In turn, courts would again confront the problem that arose under the unamended Rule 41(b): defining the situs of a NIT search that executes beyond the judicial district of the authorizing magistrate judge.
Law enforcement may avoid this warrant jurisdiction problem by submitting NIT warrant applications to district court judges, who are not subject to the Magistrates Act’s territorial constraints.
But the jurisdictional question would remain relevant for nonresident alien search targets.

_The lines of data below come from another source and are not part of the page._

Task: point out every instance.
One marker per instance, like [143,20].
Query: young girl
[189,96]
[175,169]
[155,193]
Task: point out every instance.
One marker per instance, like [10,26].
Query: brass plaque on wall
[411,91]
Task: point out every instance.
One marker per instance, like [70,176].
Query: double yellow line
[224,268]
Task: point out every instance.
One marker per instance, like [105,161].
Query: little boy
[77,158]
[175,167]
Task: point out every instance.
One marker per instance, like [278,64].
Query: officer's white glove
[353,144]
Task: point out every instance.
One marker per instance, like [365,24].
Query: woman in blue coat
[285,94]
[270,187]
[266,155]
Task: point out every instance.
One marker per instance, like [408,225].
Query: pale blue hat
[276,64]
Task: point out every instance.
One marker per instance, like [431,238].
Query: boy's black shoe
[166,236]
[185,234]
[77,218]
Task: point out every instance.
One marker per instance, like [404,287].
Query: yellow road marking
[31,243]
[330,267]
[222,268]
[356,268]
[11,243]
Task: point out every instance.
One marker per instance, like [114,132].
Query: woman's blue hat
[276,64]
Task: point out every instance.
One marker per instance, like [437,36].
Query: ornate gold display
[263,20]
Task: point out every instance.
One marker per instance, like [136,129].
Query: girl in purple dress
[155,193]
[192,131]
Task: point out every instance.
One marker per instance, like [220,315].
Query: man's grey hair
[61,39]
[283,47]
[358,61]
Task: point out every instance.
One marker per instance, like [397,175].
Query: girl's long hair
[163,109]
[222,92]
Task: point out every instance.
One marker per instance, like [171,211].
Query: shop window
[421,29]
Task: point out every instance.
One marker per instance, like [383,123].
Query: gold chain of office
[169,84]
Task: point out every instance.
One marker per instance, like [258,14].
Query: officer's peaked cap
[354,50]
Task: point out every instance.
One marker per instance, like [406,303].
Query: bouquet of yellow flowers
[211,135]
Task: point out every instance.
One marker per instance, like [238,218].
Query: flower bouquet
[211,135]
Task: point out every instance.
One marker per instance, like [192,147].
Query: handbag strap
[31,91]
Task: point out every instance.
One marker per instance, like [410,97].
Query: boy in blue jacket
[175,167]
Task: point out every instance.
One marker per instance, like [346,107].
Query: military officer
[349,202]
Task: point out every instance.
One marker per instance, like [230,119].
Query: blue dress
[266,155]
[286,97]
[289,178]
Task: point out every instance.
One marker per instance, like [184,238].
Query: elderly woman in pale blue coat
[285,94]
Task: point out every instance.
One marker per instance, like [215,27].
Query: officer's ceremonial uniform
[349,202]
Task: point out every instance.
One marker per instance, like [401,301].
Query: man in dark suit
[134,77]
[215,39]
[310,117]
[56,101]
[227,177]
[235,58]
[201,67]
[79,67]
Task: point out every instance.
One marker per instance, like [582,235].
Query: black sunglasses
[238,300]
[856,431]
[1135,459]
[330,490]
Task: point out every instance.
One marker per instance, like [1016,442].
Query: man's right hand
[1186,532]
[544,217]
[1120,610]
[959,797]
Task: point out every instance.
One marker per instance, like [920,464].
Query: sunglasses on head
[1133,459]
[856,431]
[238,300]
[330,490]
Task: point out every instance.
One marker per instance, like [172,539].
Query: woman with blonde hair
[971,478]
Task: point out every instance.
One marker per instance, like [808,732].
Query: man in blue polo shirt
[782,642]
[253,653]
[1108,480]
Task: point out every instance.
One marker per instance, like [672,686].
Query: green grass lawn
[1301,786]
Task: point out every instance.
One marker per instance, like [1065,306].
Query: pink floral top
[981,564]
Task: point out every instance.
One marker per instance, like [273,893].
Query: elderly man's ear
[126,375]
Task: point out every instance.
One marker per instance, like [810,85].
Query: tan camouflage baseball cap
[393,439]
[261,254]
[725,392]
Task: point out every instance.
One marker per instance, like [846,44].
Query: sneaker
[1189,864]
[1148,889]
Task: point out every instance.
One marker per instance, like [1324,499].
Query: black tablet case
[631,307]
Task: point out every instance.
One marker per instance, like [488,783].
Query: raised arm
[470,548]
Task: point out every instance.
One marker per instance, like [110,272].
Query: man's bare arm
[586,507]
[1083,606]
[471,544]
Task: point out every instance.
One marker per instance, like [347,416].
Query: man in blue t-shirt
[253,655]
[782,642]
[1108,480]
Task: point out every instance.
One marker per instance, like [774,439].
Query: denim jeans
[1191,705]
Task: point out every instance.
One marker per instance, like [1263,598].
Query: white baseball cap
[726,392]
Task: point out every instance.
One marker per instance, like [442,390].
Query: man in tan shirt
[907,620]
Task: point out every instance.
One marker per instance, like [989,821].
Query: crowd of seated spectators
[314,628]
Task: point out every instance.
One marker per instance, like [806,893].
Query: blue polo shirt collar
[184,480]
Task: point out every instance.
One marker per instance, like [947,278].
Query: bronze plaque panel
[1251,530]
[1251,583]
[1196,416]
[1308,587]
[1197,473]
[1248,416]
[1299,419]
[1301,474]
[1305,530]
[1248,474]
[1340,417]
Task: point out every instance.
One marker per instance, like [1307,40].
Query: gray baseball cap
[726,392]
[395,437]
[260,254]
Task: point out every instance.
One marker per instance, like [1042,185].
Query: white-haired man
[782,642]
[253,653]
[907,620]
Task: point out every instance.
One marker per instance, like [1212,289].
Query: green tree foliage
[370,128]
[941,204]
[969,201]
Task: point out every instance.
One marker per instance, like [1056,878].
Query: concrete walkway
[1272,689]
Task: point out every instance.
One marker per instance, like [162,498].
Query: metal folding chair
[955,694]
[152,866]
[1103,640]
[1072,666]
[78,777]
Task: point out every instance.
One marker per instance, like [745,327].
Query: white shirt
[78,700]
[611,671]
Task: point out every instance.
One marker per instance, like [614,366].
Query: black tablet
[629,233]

Courts that define the situs by the location of the government server or investigating officer—within the authorizing magistrate judge’s judicial district—may pave the way for nonresident aliens subject to NIT searches to challenge the search on Fourth Amendment grounds. Though Supreme Court doctrines generally foreclose Fourth Amendment challenges brought by foreign nationals for searches of their property abroad,
a nonresident alien might assert such a challenge by characterizing the NIT search as domestic, not extraterritorial, in nature.
A nonresident alien’s ability to pursue remedies for Fourth Amendment violations, however, would remain contingent on the fortuity of the court’s jurisdictional definition.
To address this incongruity, this Note proposes that lawmakers define the situs of a NIT search as part of a comprehensive bill regulating these remote searches.
The proposed definition should relate to the locations of the targeted device or data and the investigating officer. A definition tied to the location of the device or data searched would recognize but regulate law enforcement’s execution of remote searches. In turn, a definition tied to the investigating officer may pave the way for nonresident aliens to assert Fourth Amendment challenges to unlawful NIT searches.
Part I of this Note introduces NIT searches and examines how judges have defined the situs of these searches prior to and following the amendment to Rule 41(b). Part II discusses circuit court opinions raising the prospect that the amended Rule 41(b)(6)(A) may be vulnerable to judicial attack. This Part then suggests that defining the situs as within the magistrate judge’s judicial district may enable nonresident aliens to assert Fourth Amendment challenges arising from unlawful NIT searches. As the pursuit of constitutional remedies would remain contingent on the presiding court’s definition, Part III proposes that Congress define the situs of a NIT search by drawing from Rule 41(b) and the federal Wiretap Act.